I saw the latter Hitch on Joe Scarborough a year or so ago, and Scar said at the time he'd never have the hard-drinking Englishman back. I don't know if Joe kept his word, but after what I witnessed, I couldn't blame him for not wanting to worry about whether the thinker or the nut was going to appear each time.
I mention this because Hitchens has just shown his nuttier side in print, although I concede that it might be intentional this time since it involves George Bush's comparison of Iraq to Vietnam, and Hitchens may have seen that as an opportunity. But even if it was intentional on Hitchens part, it does him no good,
And of course, there are those who would argue that Hitchens can't be all that smart in the first place if he's a liberal. In my defense, I had never read one of his liberal arguments – that is until the one contained in this latest column in which he expresses disgust that Bush could have signed so many execution orders as Governor of Texas…. so now I join others in their skepticism – the "there" ain't there, at least some of the time.
But turning to Bush's Iraq-Vietnam comparison, it's not that it wasn't apt, it's that liberals feel they own that comparison and how dare a Republican turn the tables on them?!?
Since Hitchens has, for a decade, been severely out of touch with his ultra-liberal associates, first about Clinton's behavior (he was against it) and now about Bush's Iraq stance (he's for it), and with Bush's term coming to a close, Mr. Hitchens, somewhat understandably (if you excuse the preposterous ideology), might like to re-endear himself to his former compadres. And what better way to do it than to take a stand against Bush over something that's almost irrelevant, but which is very significant to those Mr. Hitchens would like to impress again?

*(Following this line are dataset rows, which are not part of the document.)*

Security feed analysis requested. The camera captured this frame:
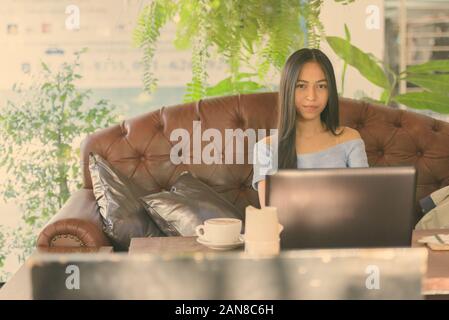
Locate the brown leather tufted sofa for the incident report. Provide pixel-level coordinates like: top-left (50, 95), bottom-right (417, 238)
top-left (37, 93), bottom-right (449, 247)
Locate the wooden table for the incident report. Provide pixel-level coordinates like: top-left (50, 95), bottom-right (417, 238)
top-left (129, 229), bottom-right (449, 299)
top-left (0, 247), bottom-right (113, 300)
top-left (0, 230), bottom-right (449, 300)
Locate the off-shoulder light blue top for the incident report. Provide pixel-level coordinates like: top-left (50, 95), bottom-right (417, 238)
top-left (252, 139), bottom-right (369, 190)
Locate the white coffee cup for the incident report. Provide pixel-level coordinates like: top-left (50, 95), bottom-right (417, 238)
top-left (195, 218), bottom-right (242, 244)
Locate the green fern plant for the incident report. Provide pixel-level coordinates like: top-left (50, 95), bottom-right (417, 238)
top-left (133, 0), bottom-right (351, 102)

In his commentary, Hitchens had to know that he was guilty of gross obfuscation if for no other reason than most of his points about why Vietnam differed from Iraq are ones in which he and the President would be in firm agreement. That's why Bush eschewed past Vietnam comparisons.
But Mr. Bush's recent comparison was very narrow and Hitchens had to know that – because he dismissed it in the course of his blusterous "refutation:"

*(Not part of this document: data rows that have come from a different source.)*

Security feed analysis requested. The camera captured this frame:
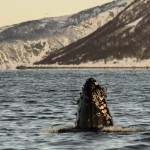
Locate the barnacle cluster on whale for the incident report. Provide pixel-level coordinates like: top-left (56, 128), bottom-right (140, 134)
top-left (75, 78), bottom-right (113, 130)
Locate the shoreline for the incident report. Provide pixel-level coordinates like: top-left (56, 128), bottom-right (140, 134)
top-left (16, 65), bottom-right (150, 70)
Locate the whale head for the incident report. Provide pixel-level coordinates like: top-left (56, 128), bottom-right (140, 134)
top-left (76, 78), bottom-right (113, 130)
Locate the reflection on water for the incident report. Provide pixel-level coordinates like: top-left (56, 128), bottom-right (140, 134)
top-left (0, 70), bottom-right (150, 150)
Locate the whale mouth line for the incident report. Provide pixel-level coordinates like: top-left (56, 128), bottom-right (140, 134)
top-left (41, 125), bottom-right (147, 133)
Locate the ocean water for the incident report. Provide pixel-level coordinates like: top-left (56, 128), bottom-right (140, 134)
top-left (0, 70), bottom-right (150, 150)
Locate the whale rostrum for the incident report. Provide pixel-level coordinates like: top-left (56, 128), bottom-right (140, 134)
top-left (75, 78), bottom-right (113, 130)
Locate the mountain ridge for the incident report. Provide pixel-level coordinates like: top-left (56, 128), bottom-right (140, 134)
top-left (35, 0), bottom-right (150, 65)
top-left (0, 0), bottom-right (128, 69)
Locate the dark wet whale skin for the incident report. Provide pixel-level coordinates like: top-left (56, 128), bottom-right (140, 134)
top-left (76, 78), bottom-right (113, 130)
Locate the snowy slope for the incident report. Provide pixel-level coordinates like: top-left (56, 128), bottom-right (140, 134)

"It is true that the collapse of the doomed American adventure in Indochina was followed by massive repression and reprisal, especially in Cambodia, and by the exile of huge numbers of talented Vietnamese. But even this grim total was small compared to the huge losses exacted by the war itself"
At least he characterized the aftermath properly, "massive repression and reprisal."
I know from personal experience how hard it is to be a man without a side, but Hitchens is smarter than I am, and he has to know that intellectual integrity is supremely important. If he doesn't, then he's not the man I thought he was.
And if he doesn't see how disingenuous his column is, Mr. Hitchens is not the man I thought he was.
And since it's already out there, he's, in fact, not the man I thought he was, and he's definitely not as smart as I thought he was. His column is disgraceful on several levels, and it conclusively and forever tarnishes his integrity and credibility across the board.
I just had a second look at the column, and the most interesting thing is that Hitchens has apparently failed to win back any support from those to whom his attempt at reconciliation was directed.